L'homme est retrouvé par la gendarmerie, le corps revêtu d'une pellicule de glace, le ventre ouvert, un poupon à l'intérieur. Plusieurs mois plus tard, un second assassinat a lieu. Cette fois, il s'agit d'un jeune dealer, employé municipal vu la veille par Martin Servaz, suspendu par sa hiérarchie, et qui s'est précipité sur place à la recherche de son ex petite-amie Marianne disparue depuis huit ans.
L'affaire pourrait s'arrêter là, mais elle se passe dans une vallée. Une vallée qui se retrouve bloquée par un effondrement sciemment organisé. En effet, un éboulement empêche les habitants de sortir. Et voilà qu'un troisième mort fait son apparition. Il s'agit du père de la seconde victime, un gynécologue qui avortait des prostituées. Cette fois, le ou les meurtriers lui ont coupé les testicules. Quant à Martin Servaz, il vient de découvrir son prénom écrit sur une vieille bâtisse en ruine et vient d'apprendre que Marianne, son ex, a été retenue dans une maison de la vallée.
La vallée où la population semble cacher de sombres mystères et secrets. Et si le ou les meurtriers se cachait(ent) parmi ces gens ? Que penser du comportement de la psychologue, de la maire, du professeur, du minier, du moine de la vallée ? Et les autres, qu'ont-ils à dissimuler ?
Avec "La Vallée", Bernard Minier nous sert un bon thriller, bien maîtrisé, avec une fin qui dénote, mais qui n'est pas exceptionnelle pour autant même si elle est inattendue. On s'attache aux différents personnages, et tous sont bien campés. On vit avec eux dans cette Vallée intrigante qui finit en huis clos.
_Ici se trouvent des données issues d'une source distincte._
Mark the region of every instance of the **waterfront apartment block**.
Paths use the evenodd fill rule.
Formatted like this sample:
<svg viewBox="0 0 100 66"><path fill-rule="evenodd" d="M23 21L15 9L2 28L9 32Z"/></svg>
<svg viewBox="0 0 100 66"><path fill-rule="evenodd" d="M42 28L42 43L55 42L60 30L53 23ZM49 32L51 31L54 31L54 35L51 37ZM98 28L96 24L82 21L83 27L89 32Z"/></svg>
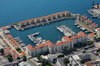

Si j'ai bien aimée l'intrigue, j'ai par moment moins aimé le style rédactionnel de l'auteur, qui n'hésite pas, pour faire "plus fun" (c'est un peu la mode) de faire des phrases en omettant les pronoms, donnant un mouvement de saccade à son histoire pour marquer sûrement la tension ressentie par les personnages. Malgré ce hiatus ou bémol (chacun choisira), je me suis laissée entrainer dans l'intrigue assez facilement et j'ai plutôt passé un bon moment à lire ce thriller de Bernard Minier qui était pour moi, le premier.
J'en lirais sûrement d'autres afin de mieux découvrir les aventures et les affres de son héros, Martin Servaz.
Donc, vous l'aurez compris, même si l'on retrouve dans "La Vallée" des personnages déjà rencontrés dans d'autres histoires, rien ne vous empêche de lire celui-ci à part.
Ce livre a donc été plutôt une belle rencontre même si ce n'est pas pour moi le thriller de l'année, il n'en demeure pas moins efficace et bien traité.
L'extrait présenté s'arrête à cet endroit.